Toulouse remporte sa onzième finale d’affilée

Les Haut-Garonnais ont fait le dos rond, terminant la phase régulière sans convaincre. Leur demi-finale de Top 14 contre de valeureux Bayonnais n’a pas non plus suffi à lever toutes les incertitudes. Mais, comme avait mis en garde Yannick Bru, l’entraîneur de Bordeaux, avant la rencontre, « il y a un Toulouse de la saison régulière et un Toulouse qui se présente en finale ».

Et samedi, l’adage de l’ancien toulousain s’est vérifié. Le Stade ne sait décidément pas perdre, capable de se retrouver, de se transcender même quand il le faut. La force de l’habitude. Les Haut-Garonnais ont remporté dans l’enceinte dyonisienne leur onzième finale d’affilée toutes compétitions confondues – leur dernier revers remonte à 2006.

Ils y sont parvenus, en l’absence de leur maître à jouer Antoine Dupont, gravement blessé début mars en Irlande. Beaucoup en doutaient. Mais les Rouge et Noir, peu épargnés par les blessures au printemps – Ange Capuozzo, Peato Mauvaka, etc. – ont pu s’appuyer sur leurs fidèles grognards que sont les avants Julien Marchand, Anthony Jelonch – éblouissant samedi – ou encore le troisième ligne anglais Jack Willis – auteur d’un doublé –, tous trois exemplaires dans la détermination et le combat.

La finale du Top 14 était « l’affiche rêvée, celle que tout le public attendait, notre Alcaraz-Sinner à nous », disait au Monde la veille du match Yann Roubert, le président de la Ligue nationale de rugby. Il n’avait pas tort. Elle a mis aux prises les deux meilleures attaques de la saison régulière. S’il a fallu trente minutes pour qu’elle se décante avec l’essai d’Anthony Jelonch, le spectacle promis a ensuite été au rendez-vous, avec six essais à la clef (trois de chaque côté). Le suspense a culminé quand Maxime Lucu, lui aussi irréprochable face aux perches, a passé la pénalité de l’espoir à la dernière minute du temps réglementaire, envoyant les deux équipes en prolongation.
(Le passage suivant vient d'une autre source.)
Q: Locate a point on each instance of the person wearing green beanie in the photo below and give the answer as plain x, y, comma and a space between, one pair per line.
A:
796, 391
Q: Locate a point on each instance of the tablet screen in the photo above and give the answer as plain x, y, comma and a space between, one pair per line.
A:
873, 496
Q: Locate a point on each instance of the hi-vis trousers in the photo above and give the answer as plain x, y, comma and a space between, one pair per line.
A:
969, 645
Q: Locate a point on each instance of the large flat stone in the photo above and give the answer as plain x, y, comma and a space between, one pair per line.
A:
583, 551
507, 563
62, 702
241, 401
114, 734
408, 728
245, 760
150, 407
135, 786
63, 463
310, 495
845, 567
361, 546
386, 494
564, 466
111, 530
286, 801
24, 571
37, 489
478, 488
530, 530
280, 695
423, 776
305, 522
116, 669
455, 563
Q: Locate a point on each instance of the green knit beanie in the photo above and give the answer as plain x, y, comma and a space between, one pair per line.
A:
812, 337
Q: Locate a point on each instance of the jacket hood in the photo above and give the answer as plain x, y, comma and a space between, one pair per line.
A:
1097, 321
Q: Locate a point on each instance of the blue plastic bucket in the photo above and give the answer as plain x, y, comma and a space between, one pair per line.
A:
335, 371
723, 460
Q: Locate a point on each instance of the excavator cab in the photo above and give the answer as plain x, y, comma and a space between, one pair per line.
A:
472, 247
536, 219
Vingt minutes supplémentaires au cours desquelles les hommes d’Ugo Mola ont étalé leur maîtrise, leur expertise des moments couperets. La diabolique précision de Thomas Ramos s’est chargée de le rappeler. Depuis deux ans, Bordelo-Béglais et Toulousains donnent à voir un nouvel épisode d’une rivalité dont le rugby a le secret. Au regard de l’intensité et du scénario de la finale de samedi, à ranger au panthéon du Top 14, tout porte à croire qu’elle ne fait que commencer.